Steimel researched legal issues, found witnesses, and wrote questions for the subcommittee, which includes Reps. Alexandria Ocasio-Cortez of New York and Ayanna Pressley of Massachusetts, both members of “the Squad.”
Hearings on immigration garnered national media attention, with Steimel occasionally appearing on C-SPAN. He was in Washington during some House impeachment hearings and when Rep. Elijah Cummings of Maryland, Oversight and Reform Committee chair, passed away.
After graduation, Steimel will work at the U.S. Consumer Financial Protection Bureau in Washington. He interned there last summer and lived in D.C. before law school.
“Minnesota Law seemed to be a good place to do public interest work,” says Steimel, whose hometown is Des Moines and who has a history degree from Northwestern University. “The career department and the school do a good job of making a public interest career more feasible and realistic.”
Service in the Second City
During a remote semester with Legal Aid Chicago, Katie Miller, 3L, got the practical legal experience she wanted in the place where she wants to practice.
Miller secured what’s known as an Illinois Supreme Court Rule 711 license, allowing her to render legal services in Illinois under the supervision of a licensed attorney, and she frequently had the opportunity to speak before a judge in court proceedings.
“To be there during the semester— getting more work experience as opposed to more class time, and continuing to build my life in Chicago—was an amazing opportunity,” Miller says.
Miller joined the Chicago Bar Association, attended bar events, and met lawyers for coffee to build her network there.
At Legal Aid Chicago, Miller’s responsibilities included working with domestic violence survivors to explain the legal process and giving judges status updates.
A native of West Bloomfield, Michigan, Miller went straight to the Law School after earning a political science degree at the University of Michigan. She wants to practice family law and loved her summer internship with a private family law firm in Chicago. Her positive experience with Legal Aid Chicago, however, has her considering nonprofit work.
“I never would have thought of the public interest route until I did it,” Miller says. “A remote semester is the perfect way to explore a new area of law outside the classroom.”
Dallas Defense Work
Catalina Hotung, 3L, says her remote semester, which included interviewing immigrant workers nabbed in headline-making raids and visiting death row inmates, was a “pretty wild experience.”

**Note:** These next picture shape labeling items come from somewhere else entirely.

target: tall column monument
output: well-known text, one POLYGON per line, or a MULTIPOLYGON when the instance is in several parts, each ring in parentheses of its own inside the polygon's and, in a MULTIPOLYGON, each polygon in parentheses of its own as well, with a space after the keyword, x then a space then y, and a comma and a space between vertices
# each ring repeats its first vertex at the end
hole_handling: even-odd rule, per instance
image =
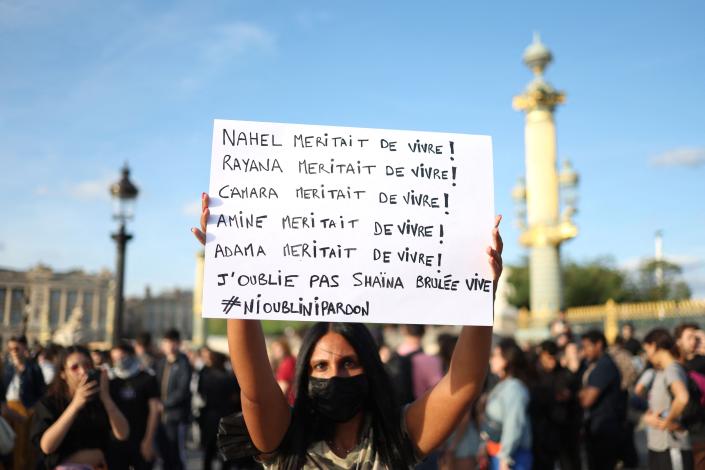
POLYGON ((522 207, 519 241, 530 249, 531 313, 537 320, 549 321, 562 306, 560 245, 578 234, 572 222, 578 175, 567 161, 560 174, 557 171, 553 112, 565 95, 544 80, 543 73, 553 57, 538 34, 523 59, 534 79, 513 101, 514 109, 526 113, 526 176, 514 188, 513 196, 522 207), (559 186, 564 191, 559 193, 559 186))

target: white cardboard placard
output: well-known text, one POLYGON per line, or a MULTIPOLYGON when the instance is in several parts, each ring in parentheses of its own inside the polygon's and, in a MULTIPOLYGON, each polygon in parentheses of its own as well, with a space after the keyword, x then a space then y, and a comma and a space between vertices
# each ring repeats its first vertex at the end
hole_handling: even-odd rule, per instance
POLYGON ((492 140, 215 120, 203 316, 492 324, 492 140))

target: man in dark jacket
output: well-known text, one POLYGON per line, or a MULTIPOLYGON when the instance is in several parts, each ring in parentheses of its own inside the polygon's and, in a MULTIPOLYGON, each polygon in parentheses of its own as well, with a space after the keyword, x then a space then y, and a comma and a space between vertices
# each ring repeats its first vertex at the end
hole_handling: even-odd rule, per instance
POLYGON ((180 352, 181 338, 177 330, 168 330, 162 338, 164 357, 155 367, 162 402, 162 419, 157 428, 157 447, 164 468, 181 470, 186 429, 191 417, 191 364, 180 352))
POLYGON ((582 336, 587 368, 578 398, 585 410, 585 449, 590 470, 612 469, 617 464, 620 432, 624 419, 619 369, 607 354, 601 331, 582 336))

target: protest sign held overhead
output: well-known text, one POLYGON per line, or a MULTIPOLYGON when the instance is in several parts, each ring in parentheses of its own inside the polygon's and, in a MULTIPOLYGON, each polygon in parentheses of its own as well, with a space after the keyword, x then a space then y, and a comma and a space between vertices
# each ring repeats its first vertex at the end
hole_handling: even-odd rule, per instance
POLYGON ((216 120, 203 315, 492 324, 492 141, 216 120))

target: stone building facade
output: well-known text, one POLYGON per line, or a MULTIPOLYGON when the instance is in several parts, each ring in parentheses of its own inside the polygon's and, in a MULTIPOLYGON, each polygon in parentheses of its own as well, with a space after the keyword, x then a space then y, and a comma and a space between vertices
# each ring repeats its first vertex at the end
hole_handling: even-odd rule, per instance
POLYGON ((153 294, 149 287, 144 296, 130 297, 126 301, 130 336, 147 331, 158 339, 170 328, 176 328, 181 338, 188 340, 193 334, 193 292, 172 289, 153 294))
POLYGON ((110 341, 113 284, 109 271, 56 272, 44 265, 28 271, 0 269, 2 339, 25 334, 30 343, 110 341))

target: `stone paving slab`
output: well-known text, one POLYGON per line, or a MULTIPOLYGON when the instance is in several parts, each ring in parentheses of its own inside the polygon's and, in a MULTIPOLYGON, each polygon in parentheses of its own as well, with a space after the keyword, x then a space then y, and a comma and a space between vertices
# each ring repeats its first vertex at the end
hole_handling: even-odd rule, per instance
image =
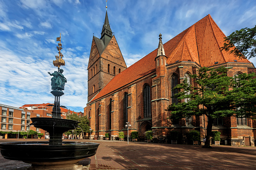
MULTIPOLYGON (((28 139, 28 141, 38 140, 44 139, 28 139)), ((0 142, 16 140, 3 139, 0 142)), ((212 149, 206 149, 200 145, 92 141, 100 144, 95 155, 83 160, 91 162, 91 170, 256 169, 256 147, 213 145, 212 149)), ((29 166, 22 161, 8 160, 0 156, 0 169, 23 170, 29 166)))

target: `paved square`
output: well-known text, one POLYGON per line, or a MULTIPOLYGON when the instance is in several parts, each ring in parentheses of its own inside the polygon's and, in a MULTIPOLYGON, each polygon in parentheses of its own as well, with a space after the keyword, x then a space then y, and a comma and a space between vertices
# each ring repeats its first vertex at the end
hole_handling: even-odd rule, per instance
MULTIPOLYGON (((39 139, 28 141, 30 140, 39 139)), ((16 140, 4 139, 0 142, 16 140)), ((100 144, 96 154, 86 158, 91 161, 91 170, 256 169, 256 147, 213 145, 212 149, 206 149, 201 145, 92 141, 100 144)), ((0 156, 0 169, 23 170, 29 166, 0 156)))

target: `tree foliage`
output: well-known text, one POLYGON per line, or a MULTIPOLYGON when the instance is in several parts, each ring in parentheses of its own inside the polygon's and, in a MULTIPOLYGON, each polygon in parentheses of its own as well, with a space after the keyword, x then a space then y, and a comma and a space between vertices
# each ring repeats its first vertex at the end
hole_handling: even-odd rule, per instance
POLYGON ((78 124, 78 126, 75 129, 69 130, 66 131, 65 134, 66 135, 69 135, 72 134, 72 131, 74 130, 75 132, 73 133, 75 134, 75 132, 76 132, 76 134, 80 134, 83 132, 83 135, 86 134, 86 133, 88 133, 90 132, 90 126, 89 126, 89 120, 87 118, 87 116, 79 116, 77 114, 75 113, 72 113, 68 117, 67 116, 67 119, 71 119, 77 121, 79 122, 78 124))
POLYGON ((255 74, 242 74, 234 79, 227 76, 227 71, 223 67, 201 68, 197 74, 190 75, 194 85, 190 85, 185 79, 175 87, 179 90, 175 97, 180 102, 168 108, 172 111, 169 118, 173 120, 193 115, 207 117, 205 147, 210 147, 214 119, 234 114, 249 117, 256 111, 256 79, 253 78, 255 74), (185 99, 187 102, 183 102, 185 99))
POLYGON ((239 58, 256 57, 256 26, 236 30, 224 39, 222 50, 229 51, 239 58))

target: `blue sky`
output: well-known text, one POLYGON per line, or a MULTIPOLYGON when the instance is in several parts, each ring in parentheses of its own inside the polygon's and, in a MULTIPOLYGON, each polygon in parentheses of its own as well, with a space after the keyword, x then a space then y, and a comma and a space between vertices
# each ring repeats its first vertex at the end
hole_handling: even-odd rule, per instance
MULTIPOLYGON (((256 1, 109 0, 111 28, 127 66, 210 14, 226 35, 256 25, 256 1)), ((83 112, 93 36, 100 38, 103 0, 0 0, 0 103, 53 103, 51 73, 61 33, 67 79, 61 104, 83 112)), ((256 59, 251 62, 256 64, 256 59)))

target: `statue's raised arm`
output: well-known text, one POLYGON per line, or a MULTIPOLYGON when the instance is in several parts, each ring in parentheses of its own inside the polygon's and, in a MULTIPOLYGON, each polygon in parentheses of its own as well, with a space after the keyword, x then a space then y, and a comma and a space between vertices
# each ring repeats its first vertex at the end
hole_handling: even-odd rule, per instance
POLYGON ((51 74, 50 72, 48 72, 50 75, 53 76, 51 79, 52 90, 64 90, 65 83, 67 82, 67 79, 62 74, 63 72, 63 69, 60 69, 59 72, 56 71, 51 74))

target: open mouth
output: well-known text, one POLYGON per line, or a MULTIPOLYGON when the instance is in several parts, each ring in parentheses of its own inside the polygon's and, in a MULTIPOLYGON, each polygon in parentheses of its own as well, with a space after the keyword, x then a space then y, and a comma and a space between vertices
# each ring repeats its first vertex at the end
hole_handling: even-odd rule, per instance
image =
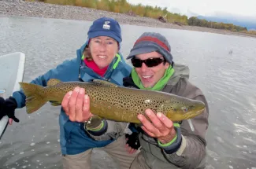
POLYGON ((149 80, 153 77, 153 75, 143 75, 142 77, 145 80, 149 80))
POLYGON ((106 55, 98 55, 98 57, 100 59, 106 59, 106 55))

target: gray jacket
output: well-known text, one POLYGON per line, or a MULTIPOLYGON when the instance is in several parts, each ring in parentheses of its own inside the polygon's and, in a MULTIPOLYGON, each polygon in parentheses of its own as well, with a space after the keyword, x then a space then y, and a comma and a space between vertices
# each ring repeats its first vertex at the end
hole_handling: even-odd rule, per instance
POLYGON ((141 152, 147 168, 204 168, 206 157, 206 133, 208 128, 209 108, 202 92, 188 81, 189 68, 187 66, 174 64, 175 73, 162 90, 164 92, 199 100, 206 104, 204 112, 191 119, 193 132, 187 120, 180 124, 181 145, 176 152, 167 154, 154 139, 142 134, 139 141, 141 152))
MULTIPOLYGON (((195 131, 192 131, 187 120, 180 124, 181 145, 175 152, 168 154, 161 148, 155 139, 140 134, 141 155, 143 168, 204 168, 206 158, 206 133, 208 128, 209 108, 202 92, 189 81, 189 68, 181 64, 174 64, 175 72, 162 90, 164 92, 184 97, 199 100, 206 104, 206 109, 201 115, 191 119, 195 131)), ((127 123, 117 123, 107 120, 108 127, 102 135, 91 135, 96 140, 117 138, 124 134, 127 123)), ((168 149, 168 147, 166 148, 168 149)), ((138 159, 137 159, 138 160, 138 159)), ((139 167, 139 166, 138 166, 139 167)), ((138 167, 139 168, 139 167, 138 167)))

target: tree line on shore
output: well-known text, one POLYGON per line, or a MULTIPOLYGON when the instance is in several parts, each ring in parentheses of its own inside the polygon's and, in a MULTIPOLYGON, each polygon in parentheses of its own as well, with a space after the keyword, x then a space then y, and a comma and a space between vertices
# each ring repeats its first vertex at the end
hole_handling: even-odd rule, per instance
MULTIPOLYGON (((33 0, 28 0, 33 1, 33 0)), ((187 18, 185 15, 173 13, 167 10, 167 8, 158 6, 143 6, 142 4, 132 5, 126 0, 40 0, 46 3, 70 5, 93 8, 100 10, 127 13, 129 15, 150 17, 159 19, 164 18, 165 21, 175 23, 179 25, 191 25, 206 27, 214 29, 229 30, 231 31, 243 32, 256 35, 256 31, 248 31, 247 28, 234 25, 232 24, 218 23, 198 19, 196 17, 187 18)))

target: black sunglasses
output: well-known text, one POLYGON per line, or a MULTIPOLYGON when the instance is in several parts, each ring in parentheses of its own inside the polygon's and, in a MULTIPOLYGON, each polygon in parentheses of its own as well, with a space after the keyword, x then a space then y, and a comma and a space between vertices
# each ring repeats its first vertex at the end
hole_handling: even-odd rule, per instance
POLYGON ((154 66, 158 66, 161 63, 165 63, 166 61, 163 57, 156 57, 156 58, 149 58, 146 60, 140 60, 138 58, 135 58, 135 57, 132 58, 132 64, 135 68, 140 68, 143 65, 143 63, 144 63, 147 68, 151 68, 154 66))

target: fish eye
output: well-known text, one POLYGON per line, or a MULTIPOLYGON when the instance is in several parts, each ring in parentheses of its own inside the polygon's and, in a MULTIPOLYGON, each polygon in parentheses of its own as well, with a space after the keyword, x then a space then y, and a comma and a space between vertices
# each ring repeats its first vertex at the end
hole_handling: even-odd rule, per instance
POLYGON ((184 112, 187 112, 187 107, 182 107, 181 109, 184 112))

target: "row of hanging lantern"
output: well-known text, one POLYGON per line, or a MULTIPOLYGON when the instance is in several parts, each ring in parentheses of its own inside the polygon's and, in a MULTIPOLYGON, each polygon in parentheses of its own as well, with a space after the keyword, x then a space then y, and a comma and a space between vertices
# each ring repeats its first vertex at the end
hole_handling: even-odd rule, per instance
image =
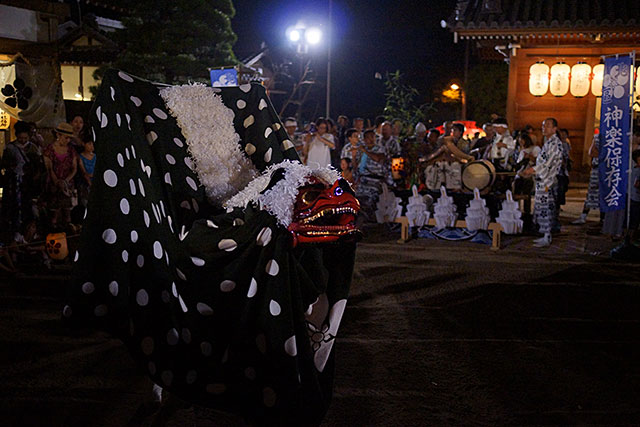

Hotung, a University of Minnesota graduate with a global studies degree and minors in political science and Spanish, was the first extern in years at the Federal Public Defender’s office in Dallas. She familiarized herself with federal criminal law and completed her program-required writing, an opening brief to the U.S. Court of Appeals for the 8th Circuit, in partnership with the Law School’s Federal Immigration Litigation Clinic, where she is now a student director.
A fluent Spanish speaker, Hotung was sent to answer an urgent call from the Federal Public Defender’s office in Jackson, Mississippi, which had no Spanish-speaking attorneys, in the aftermath of raids that rounded up 680 migrant workers. Her immigration law experience, from the clinic and three years as a paralegal, was invaluable in interviewing clients facing charges.
Returning to Dallas, she continued working on federal criminal-immigration issues, but also delved into the complexities of capital habeas law and visited inmates on death row.
Summing up the experience, Hotung says, “I don’t think I’ve ever learned so much in my life as I did in that one semester.”